Alpe d'Huez

Alpe d'Huez Summer Roundup


Alpe d'Huez is famous for the 21 hairpin bends up to the resort, and is often featured as a finish in the Tour de France. Whilst my summer has consisted mostly of road biking I've still managed to have time to ride across the valley on the 2Alpes glacier. The large amounts of snowfall this winter have ensured the glacier has had a good summer season.


Summer snowboarding is a strange experience. You need to get up early and make the 45 minute 'commute' to the glacier top of the mountain, the only area that stays covered in snow year round. At 7am the snow is solid and icy, this is when you ride the halfpipe. That shuts shortly after as it begins to soften and it loses its shape. Next its onto the jumps which now have nice soft slushy landings, but when it becomes to slushy to get enough speed to hit those you move across to the rail section.
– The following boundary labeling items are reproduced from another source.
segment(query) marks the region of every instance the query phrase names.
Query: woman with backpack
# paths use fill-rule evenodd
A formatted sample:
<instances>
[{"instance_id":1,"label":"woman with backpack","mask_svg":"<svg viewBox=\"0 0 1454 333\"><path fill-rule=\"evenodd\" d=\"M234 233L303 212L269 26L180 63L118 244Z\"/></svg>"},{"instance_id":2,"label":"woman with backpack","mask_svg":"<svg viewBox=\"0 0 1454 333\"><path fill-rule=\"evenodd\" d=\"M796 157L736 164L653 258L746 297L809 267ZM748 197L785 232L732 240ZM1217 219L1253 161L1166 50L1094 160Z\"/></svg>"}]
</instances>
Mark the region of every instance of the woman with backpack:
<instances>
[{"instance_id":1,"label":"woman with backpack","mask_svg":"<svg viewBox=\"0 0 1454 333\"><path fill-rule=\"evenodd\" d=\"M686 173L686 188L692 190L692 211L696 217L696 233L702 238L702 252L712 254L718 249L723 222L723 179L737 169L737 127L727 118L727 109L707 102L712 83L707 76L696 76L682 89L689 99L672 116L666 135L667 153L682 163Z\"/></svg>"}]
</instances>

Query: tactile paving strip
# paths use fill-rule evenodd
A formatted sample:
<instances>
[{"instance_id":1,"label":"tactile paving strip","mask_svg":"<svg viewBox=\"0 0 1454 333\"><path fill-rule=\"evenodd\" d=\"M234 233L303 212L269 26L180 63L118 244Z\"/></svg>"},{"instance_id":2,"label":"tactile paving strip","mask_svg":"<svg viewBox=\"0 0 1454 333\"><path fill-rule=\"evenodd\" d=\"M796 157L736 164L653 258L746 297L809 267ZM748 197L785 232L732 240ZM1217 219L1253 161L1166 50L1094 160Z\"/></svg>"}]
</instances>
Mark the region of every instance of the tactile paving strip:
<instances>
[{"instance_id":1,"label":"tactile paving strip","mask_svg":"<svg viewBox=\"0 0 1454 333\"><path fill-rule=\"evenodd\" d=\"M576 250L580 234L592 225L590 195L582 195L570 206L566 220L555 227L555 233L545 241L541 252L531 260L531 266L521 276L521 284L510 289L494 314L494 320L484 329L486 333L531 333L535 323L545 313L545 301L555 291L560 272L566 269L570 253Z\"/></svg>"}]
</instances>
By lunchtime you're back in the gondola going down!


I also had the chance to help test the new PFD splitboard. Based off the same design as their Big Mountain Powder Plank, a few adjustments had to be made to help the splitboard have the same snappy and responsive nature. Can't wait to get it in the powder!


Winter is just around the corner. I've already started to get some early bookings in for the 2018/19 season already. Early bookings take advantage of a 10% discount! 

See you on the slopes!

Mid Winter Catch Up

My blog has been a little quiet recently, mostly due to being very busy teaching and riding. This winter has seen some wild weather and crazy conditions, with huge amounts of snowfall, but also high winds, and even lots of rain! Thankfully now things seem to have calmed down, the pistes are in great condition after a recent snowfall, and the temperatures are remaining below zero, stopping the snow from melting and re-freezing.


Here I am trying to find the best snow amongst some challenging conditions off piste a few weeks back.


Things improved the next week, but the icy layer was still present under the powder.


This one from a few days ago shows how conditions off piste have stabilised, allowing us to ride steeper terrain. Here I am looking back up towards the 'Fingers' as Alex is skiing down. This south facing line had been in the sun all day and began to soften up in the afternoon. On the north faces the powder remained cold, light, and fluffy.

Surface Hoar

The days in Alpe d'Huez have been very warm recently, yet the nights have still been very cold. Cold calm nights create the perfect conditions for surface hoar to grow. Similar to how the windscreen of your car can be covered in frost by the morning, surface hoar is effectively the same thing, but forms as ice crystals growing on the snow. During a clear nights sky a tremendous amount of heat radiates away from the surface of he snow, making the snow surface much cooler than the surrounding air. The moisture in the air above then condenses on the snow creating these tall thin ice crystals. They have a very pretty appearance, glistening in the sun, and as you ski through them you can even hear a light jingling sound as you knock them over.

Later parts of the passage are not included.